Tomita’s approach cannot be considered to be fully evolutionary because he haven’t
used populations nor did he employed any kind of cross-over operator. For this
reason, Tomita’s regular grammar-infering algorithm did sometimes got stuck in local
maxima from which there was no way out. Notwithstanding this small imperfection –
of which Tomita himself was well aware – his work served, and still serves, the role
of an important hallmark on the path to full-fledged GI.
Dupont (1994), for example, has also focused his study on induction of 15 different
regular Tomita languages. In his formally very sound work, he defines the problem of
inference of regular languages as a problem of finding of optimal partition of a state
space of a finite « maximal canonical automaton » (MCA) able to accept the
sentences from positive sample. Fitness function takes into account also the system’s
tendency to reject the sentences contained in the negative sample. By using a
so-called « left-to-right canonical group encoding », Dupont succeeds to represent
diverse individuals automata in a very concise way which allows him to subsequently
evolve them by means of structural mutation («the structural mutation consists of a
random selection of a state in some block of a given partition followed by the random
assignment of this state to a block », e.g. MUTATE({{1,3,5},{2},{4}}) → {{1,5},
{2,3},{4}}) and structural crossover («the structural crossover consists of the union
in both parent partitions of a randomly selected block », for example CROSS({{1,4},
{2,3,5}},{{1,3},{2},{4},{5}}) → {{1,3,4},{2,5}},{1,3,4},{2},5}).
Because « the search space size dramatically increases with the size of the positive
sample, making the correct identification more difficult when we have a larger
positive information on the language », Dupont has also proposed an incremental
procedure allowing to start the search process from smaller yet pertinent region of the
search space. Procedure goes as follows : « first sort the positive sample I+ in
lexicographical order. Consequently, the shortest strings are first taken into
account. Starting with the first sentence of I +, we construct the associated MCA(I+)

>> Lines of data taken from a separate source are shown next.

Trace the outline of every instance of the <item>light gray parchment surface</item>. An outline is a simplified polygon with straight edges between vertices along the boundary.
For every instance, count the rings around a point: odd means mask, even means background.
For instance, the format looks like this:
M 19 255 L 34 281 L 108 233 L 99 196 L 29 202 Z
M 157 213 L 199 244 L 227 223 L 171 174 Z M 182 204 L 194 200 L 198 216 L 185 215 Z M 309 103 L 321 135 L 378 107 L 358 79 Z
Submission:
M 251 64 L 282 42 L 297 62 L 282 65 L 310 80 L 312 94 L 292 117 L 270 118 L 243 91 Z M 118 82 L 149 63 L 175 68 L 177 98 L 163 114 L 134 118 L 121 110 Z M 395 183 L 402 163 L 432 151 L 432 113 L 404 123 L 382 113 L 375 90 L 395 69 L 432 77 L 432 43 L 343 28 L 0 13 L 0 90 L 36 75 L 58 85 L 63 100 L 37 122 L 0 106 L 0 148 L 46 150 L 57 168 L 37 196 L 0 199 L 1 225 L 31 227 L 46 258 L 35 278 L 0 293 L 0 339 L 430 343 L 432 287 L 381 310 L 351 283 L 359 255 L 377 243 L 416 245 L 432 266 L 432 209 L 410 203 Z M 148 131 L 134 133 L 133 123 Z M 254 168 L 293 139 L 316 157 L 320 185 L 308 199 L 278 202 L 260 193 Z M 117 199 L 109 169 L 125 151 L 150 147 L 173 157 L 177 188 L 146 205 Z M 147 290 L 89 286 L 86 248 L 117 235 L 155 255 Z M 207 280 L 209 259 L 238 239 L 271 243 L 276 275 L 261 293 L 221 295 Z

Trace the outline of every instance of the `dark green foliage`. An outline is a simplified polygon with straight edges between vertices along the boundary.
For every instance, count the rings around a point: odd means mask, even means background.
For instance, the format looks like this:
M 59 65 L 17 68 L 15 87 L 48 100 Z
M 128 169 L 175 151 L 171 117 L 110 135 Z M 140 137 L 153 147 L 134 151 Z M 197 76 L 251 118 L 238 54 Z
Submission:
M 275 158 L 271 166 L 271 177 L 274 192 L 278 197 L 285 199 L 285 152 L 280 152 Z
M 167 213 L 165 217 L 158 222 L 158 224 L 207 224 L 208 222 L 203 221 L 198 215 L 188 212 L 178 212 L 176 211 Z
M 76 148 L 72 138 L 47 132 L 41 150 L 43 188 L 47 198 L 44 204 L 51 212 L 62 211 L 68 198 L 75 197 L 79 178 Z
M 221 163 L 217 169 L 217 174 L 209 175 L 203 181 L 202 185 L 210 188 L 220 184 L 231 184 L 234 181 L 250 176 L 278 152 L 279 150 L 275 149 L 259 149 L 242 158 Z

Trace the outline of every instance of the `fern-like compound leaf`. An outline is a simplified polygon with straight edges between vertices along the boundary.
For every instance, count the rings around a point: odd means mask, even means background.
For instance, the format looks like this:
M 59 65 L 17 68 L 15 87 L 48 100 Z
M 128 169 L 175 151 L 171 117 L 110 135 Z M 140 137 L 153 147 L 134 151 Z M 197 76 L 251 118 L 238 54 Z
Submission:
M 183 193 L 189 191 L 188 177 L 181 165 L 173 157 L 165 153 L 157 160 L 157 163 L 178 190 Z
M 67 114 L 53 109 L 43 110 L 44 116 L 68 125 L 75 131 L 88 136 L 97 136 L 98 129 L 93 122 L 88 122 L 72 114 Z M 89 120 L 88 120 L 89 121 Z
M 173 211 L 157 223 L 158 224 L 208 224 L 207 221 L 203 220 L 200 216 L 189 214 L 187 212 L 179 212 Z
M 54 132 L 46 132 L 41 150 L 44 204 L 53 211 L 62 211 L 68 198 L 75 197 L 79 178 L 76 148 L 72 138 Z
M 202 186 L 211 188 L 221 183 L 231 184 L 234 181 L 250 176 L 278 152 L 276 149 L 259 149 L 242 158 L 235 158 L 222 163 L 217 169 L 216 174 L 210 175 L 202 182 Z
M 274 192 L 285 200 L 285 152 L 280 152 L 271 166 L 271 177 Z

and we search for the optimal partition of its state set under the control of the whole
negative sample I_. Let A1 denote the derived automaton with respect to this optimal
partition. Let snext denote the next string in I+. If snext is already accepted by A1, we skip
it. » (Dupont 1994). Otherwise, the aumaton A1 is be extended so that it can cover
also snext. The search under the control of whole negative sample is then restarted and
whole process is repeated until all sentences from positive sample have been
considered.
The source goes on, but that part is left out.